Software Freedom Law Center and FSF Europe Explain Free Software, Cover Patents
- Dr. Roy Schestowitz
- 2008-02-15 09:11:50 UTC
- Modified: 2008-02-15 09:11:50 UTC
The SFLC (Software Freedom Law Center) has made available the following
comprehensive document which serves as a primer to Free software developers. Here is one bit of interest.
The specific topics addressed herein are:
- copyrights and licensing,
- organizational structure,
- patents, and
- trademarks.
They are presented in this order because that most closely aligns with the life-cycle of the legal needs of a typical FOSS project. When code is written, copyrights immediately come into being. The terms under which the owner of those copyrights allows others to copy, modify and distribute the code determine whether it is considered “free” and/or “open source.” Once a project gains speed, many benefits can be achieved by the creation of an organizational entity for the project that is separate from the project’s individual developers. After successful public release of a project, patent and trademark issues may arise that need attention.
Further analysis comes
from Steven Vaughan. Excerpt from the opening paragraph:
On Valentine's Day, the SFLC (Software Freedom Law Center) published a legal guide, "A Legal Issues Primer for Open Source and Free Software Projects," for open-source developers and organizers.
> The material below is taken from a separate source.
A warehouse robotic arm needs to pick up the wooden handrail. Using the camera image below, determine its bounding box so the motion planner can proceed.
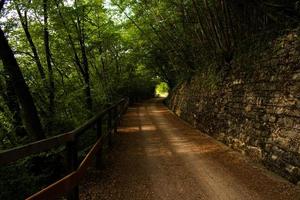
[0,99,129,200]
The timing is interesting, but then again, the FSFE seems to have announced
its workshop on legal and licensing matters on the very same day:
FSFE's Freedom Task Force has said that the first European Licensing and Legal Workshop for Free Software will be held on Friday the 11th of April in Amsterdam, The Netherlands. The venue for this meeting is the InterContinental Amstel Hotel.
It is abundantly clear that it will get harder to separate legal and technical issues in years to come (let alone ignore the two), especially if you are a software developer. Since I have a degree in Software Engineering myself, I happen to be affected directly. This transition means more jobs to lawyers at the expense of rather creative types, which is a sin in case only the software industry is involved.
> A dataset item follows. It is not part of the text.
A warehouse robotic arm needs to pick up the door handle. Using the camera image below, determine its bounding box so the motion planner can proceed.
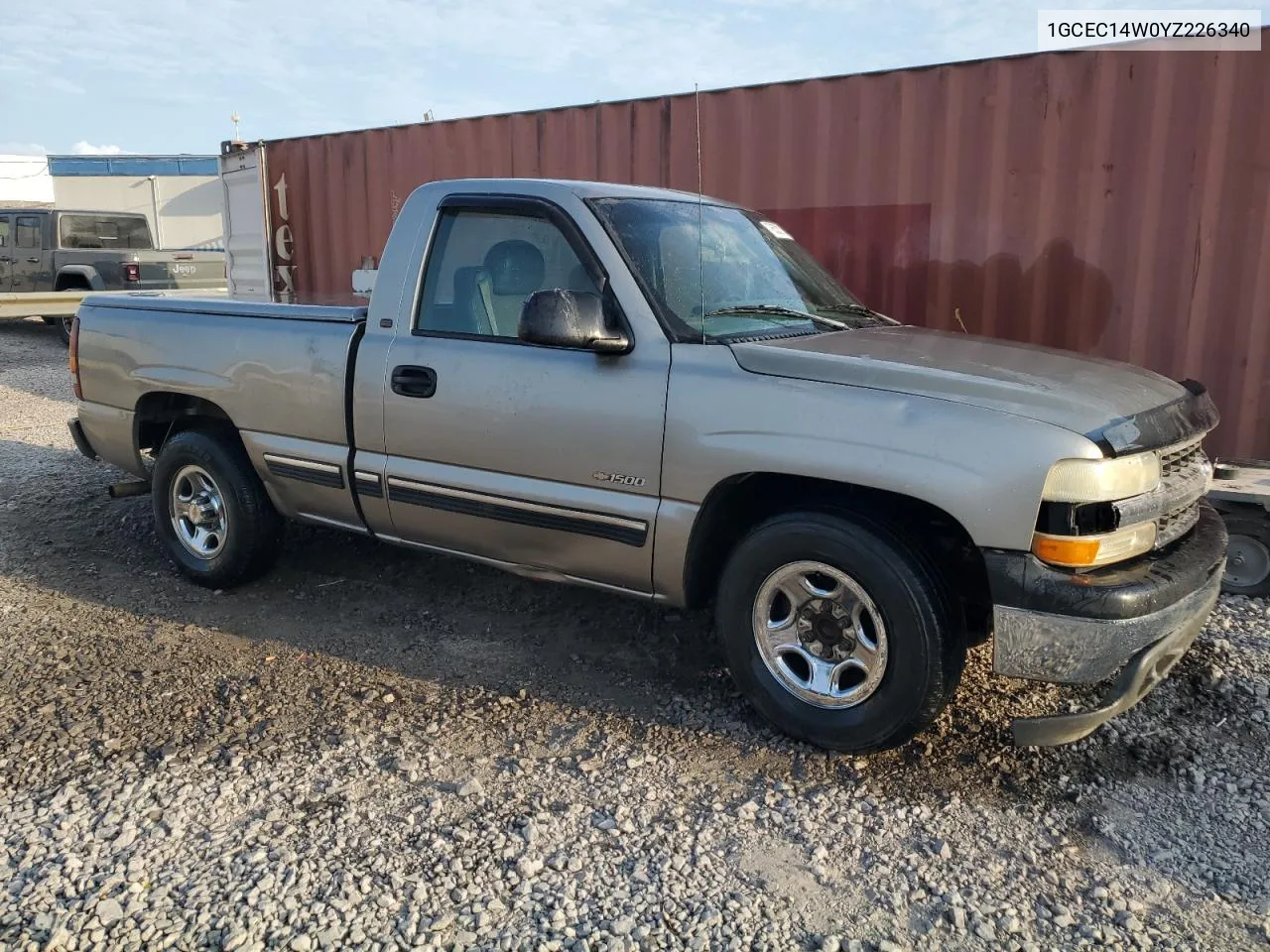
[391,364,437,398]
The impact of lawyers can be detrimental where art and certain types of sciences are involved because this elevates costs and slows down progress. It is quite not the case with criminal law, which is the roots -- even the 'bread and butter' -- of this largely important occupation. It is usually when law intrudes to leech off of other people's hard work that the fine ethical and pragmatic boundary gets crossed.